I followed up: “You mention that what to do about the Met Breuer isn’t your decision. What about the whole problem of your not being the CEO—something that you did not accept in San Francisco? Dede Wilsey [president of the Fine Arts Museums of San Francisco] is not Dan Weiss, but you would not have stood for that [being subordinate to a CEO] in most places. How is that going to work so that you can feel comfortable with it?

That’s something that I not only thought about: I also had several very good conversations with Dan Weiss about it during the search process, outside of my conversations with the board and the search committee.
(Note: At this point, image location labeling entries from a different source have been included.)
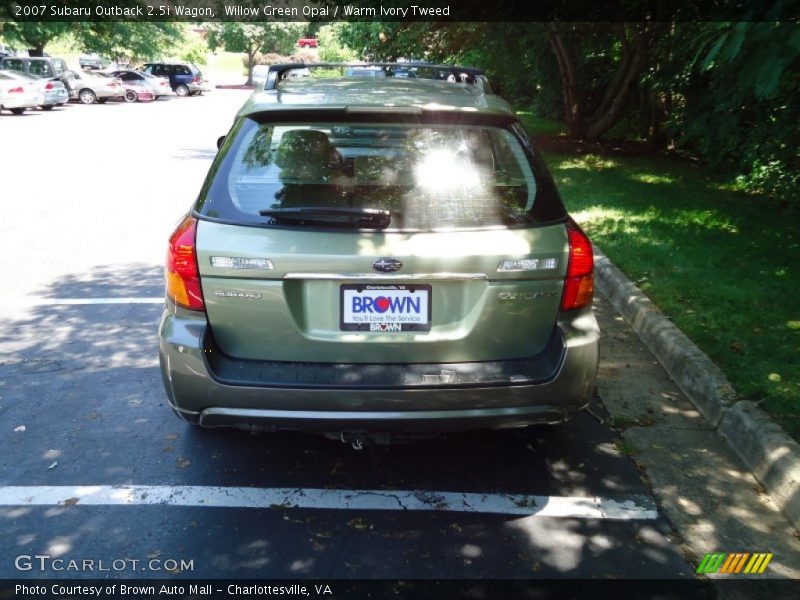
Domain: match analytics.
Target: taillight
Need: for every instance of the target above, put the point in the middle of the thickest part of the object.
(183, 279)
(579, 284)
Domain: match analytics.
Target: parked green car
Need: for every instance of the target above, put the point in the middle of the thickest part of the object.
(375, 257)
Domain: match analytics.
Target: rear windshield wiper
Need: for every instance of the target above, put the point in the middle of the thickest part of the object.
(363, 218)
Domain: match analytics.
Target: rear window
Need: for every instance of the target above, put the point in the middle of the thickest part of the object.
(40, 68)
(13, 64)
(427, 176)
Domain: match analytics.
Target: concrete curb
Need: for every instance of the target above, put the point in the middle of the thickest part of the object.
(770, 454)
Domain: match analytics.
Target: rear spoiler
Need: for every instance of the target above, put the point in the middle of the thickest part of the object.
(453, 73)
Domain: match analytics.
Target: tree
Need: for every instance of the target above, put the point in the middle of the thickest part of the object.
(331, 48)
(254, 38)
(35, 35)
(141, 40)
(593, 104)
(130, 40)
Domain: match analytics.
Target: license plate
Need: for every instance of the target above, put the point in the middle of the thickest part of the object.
(385, 308)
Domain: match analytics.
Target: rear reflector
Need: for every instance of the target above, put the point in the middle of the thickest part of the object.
(579, 283)
(183, 279)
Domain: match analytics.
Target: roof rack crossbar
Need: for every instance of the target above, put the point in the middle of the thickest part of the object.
(277, 72)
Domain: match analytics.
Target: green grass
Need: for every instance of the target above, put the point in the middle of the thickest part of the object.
(722, 264)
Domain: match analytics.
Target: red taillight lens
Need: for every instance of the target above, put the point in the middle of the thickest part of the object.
(579, 284)
(183, 279)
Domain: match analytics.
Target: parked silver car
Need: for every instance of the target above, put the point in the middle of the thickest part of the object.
(17, 96)
(158, 85)
(53, 91)
(88, 87)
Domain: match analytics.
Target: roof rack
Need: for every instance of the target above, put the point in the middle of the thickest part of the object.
(452, 73)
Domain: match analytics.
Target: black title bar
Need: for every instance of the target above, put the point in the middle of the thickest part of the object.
(399, 10)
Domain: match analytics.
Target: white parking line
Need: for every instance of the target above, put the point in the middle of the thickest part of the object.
(592, 507)
(74, 301)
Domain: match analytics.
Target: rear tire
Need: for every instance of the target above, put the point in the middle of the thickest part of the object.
(87, 96)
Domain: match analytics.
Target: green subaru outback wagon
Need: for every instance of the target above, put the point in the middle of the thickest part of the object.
(375, 257)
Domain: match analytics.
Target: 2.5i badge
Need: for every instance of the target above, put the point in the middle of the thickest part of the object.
(385, 308)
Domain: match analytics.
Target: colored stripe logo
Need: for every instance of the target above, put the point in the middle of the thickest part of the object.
(733, 563)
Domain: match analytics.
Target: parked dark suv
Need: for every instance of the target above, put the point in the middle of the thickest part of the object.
(185, 78)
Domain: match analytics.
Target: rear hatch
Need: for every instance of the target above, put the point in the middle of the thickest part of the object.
(378, 243)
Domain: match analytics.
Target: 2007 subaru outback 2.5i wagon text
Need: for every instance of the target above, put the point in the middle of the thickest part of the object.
(378, 256)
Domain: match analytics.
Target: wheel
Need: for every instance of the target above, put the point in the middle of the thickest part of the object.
(87, 96)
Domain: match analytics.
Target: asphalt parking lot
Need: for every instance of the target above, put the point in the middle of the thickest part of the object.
(95, 466)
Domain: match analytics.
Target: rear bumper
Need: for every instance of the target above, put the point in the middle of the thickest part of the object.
(22, 101)
(55, 97)
(210, 389)
(199, 87)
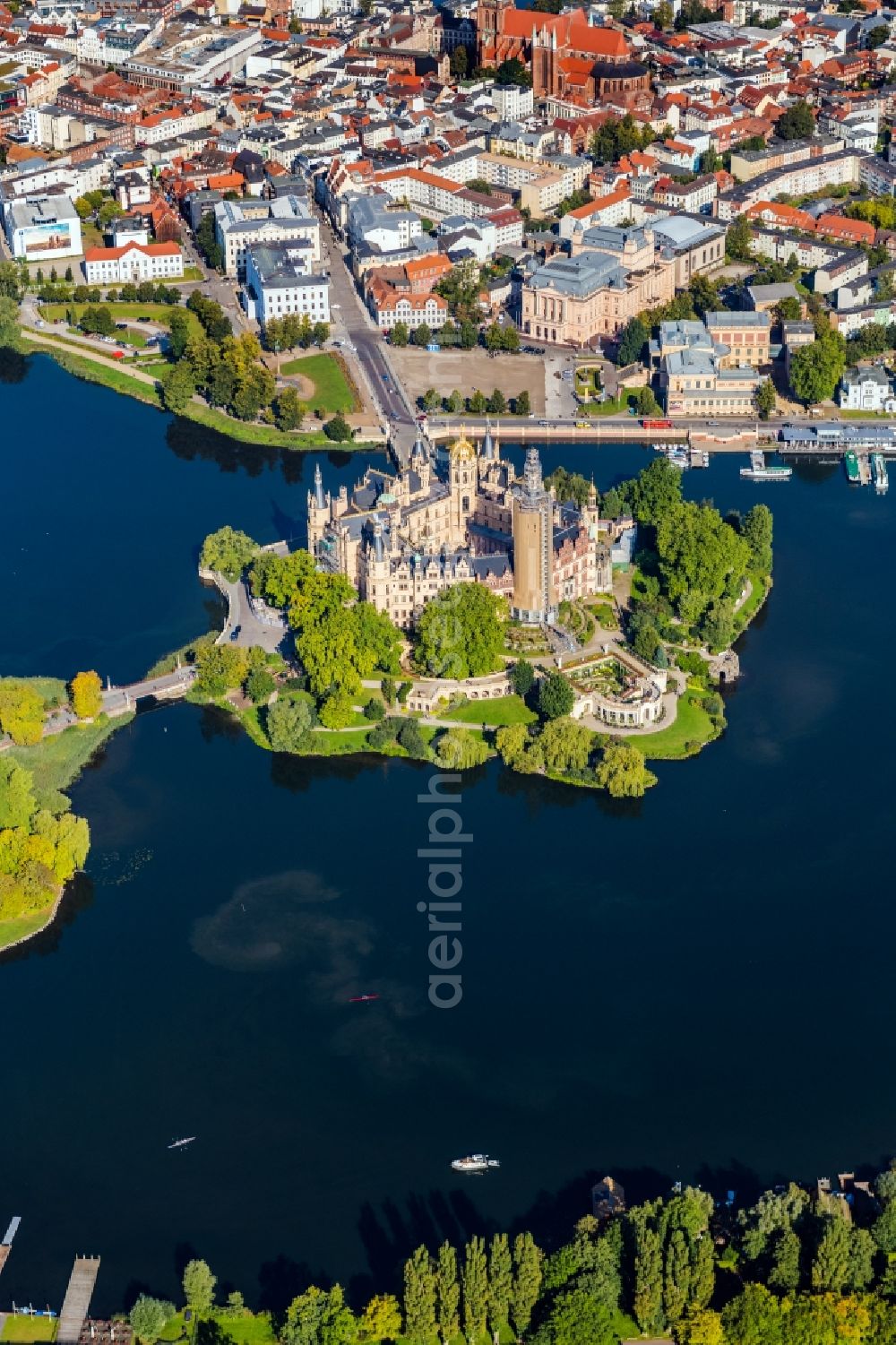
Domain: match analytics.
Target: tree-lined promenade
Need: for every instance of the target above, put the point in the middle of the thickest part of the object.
(797, 1267)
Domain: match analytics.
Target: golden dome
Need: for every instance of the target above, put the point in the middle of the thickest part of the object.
(461, 450)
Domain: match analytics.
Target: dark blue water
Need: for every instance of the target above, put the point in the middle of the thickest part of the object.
(697, 985)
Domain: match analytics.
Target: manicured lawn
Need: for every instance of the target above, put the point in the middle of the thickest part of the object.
(249, 1331)
(53, 689)
(159, 314)
(506, 709)
(94, 373)
(332, 389)
(19, 1328)
(56, 762)
(692, 727)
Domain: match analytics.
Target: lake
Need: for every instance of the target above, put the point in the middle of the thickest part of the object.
(692, 986)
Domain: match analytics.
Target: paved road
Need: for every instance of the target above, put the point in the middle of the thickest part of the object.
(353, 323)
(243, 619)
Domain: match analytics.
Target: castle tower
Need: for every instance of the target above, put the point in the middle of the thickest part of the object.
(318, 512)
(463, 480)
(533, 547)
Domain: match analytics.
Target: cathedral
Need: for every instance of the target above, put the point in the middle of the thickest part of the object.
(404, 539)
(569, 58)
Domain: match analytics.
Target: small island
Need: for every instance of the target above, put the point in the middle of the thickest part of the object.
(590, 638)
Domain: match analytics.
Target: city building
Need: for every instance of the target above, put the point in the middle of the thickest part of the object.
(280, 281)
(405, 539)
(132, 263)
(42, 228)
(243, 223)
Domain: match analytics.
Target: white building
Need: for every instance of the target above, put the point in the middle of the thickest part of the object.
(42, 228)
(279, 282)
(866, 391)
(134, 263)
(243, 223)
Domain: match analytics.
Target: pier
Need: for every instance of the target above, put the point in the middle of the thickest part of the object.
(77, 1301)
Daniel Weiss, Met president and CEO
Photo by Lee Rosenbaum

It’s clear that both of us have a very holistic view of the institution. We have certain areas of emphasis in regard to what we do for the Met. But we both look at the institution with a very informed and holistic view. For me, this is clearly a partnership and a way to work together—me in my role as director, he in his role as CEO and president. But we clearly looked at our joint values and what we saw as important as the institution moves forward. There was a great alignment.

We also looked at each other in regard to our personalities and to understand whether we could work well together. And I think the answer, on both sides, was: “Yes.” You’re right that I have been director and CEO of institutions much smaller at the beginning, then bigger and bigger, ever since I was 31 years old. I thought about it at the beginning, saying, “Is this something that I want?” With a decision as big as the Met and with all the opportunities at the institutions, it’s a relief not to have to focus first and foremost on the complexity of the facility.

We clearly share responsibility but I think that we complement each other very well. I have no sense that we might not be aligned, moving forward. Clearly, we will have different opinions, but in my last 17 years, I had these arguments happening just in my head. Every programmatic decision has an economic effect and vice versa. If you can gain from the involvement of that other person and a better understanding, because you cannot be everywhere all the time, then I think it’s very fruitful for yourself and for the institution.

Time will tell if this unorthodox marriage can last.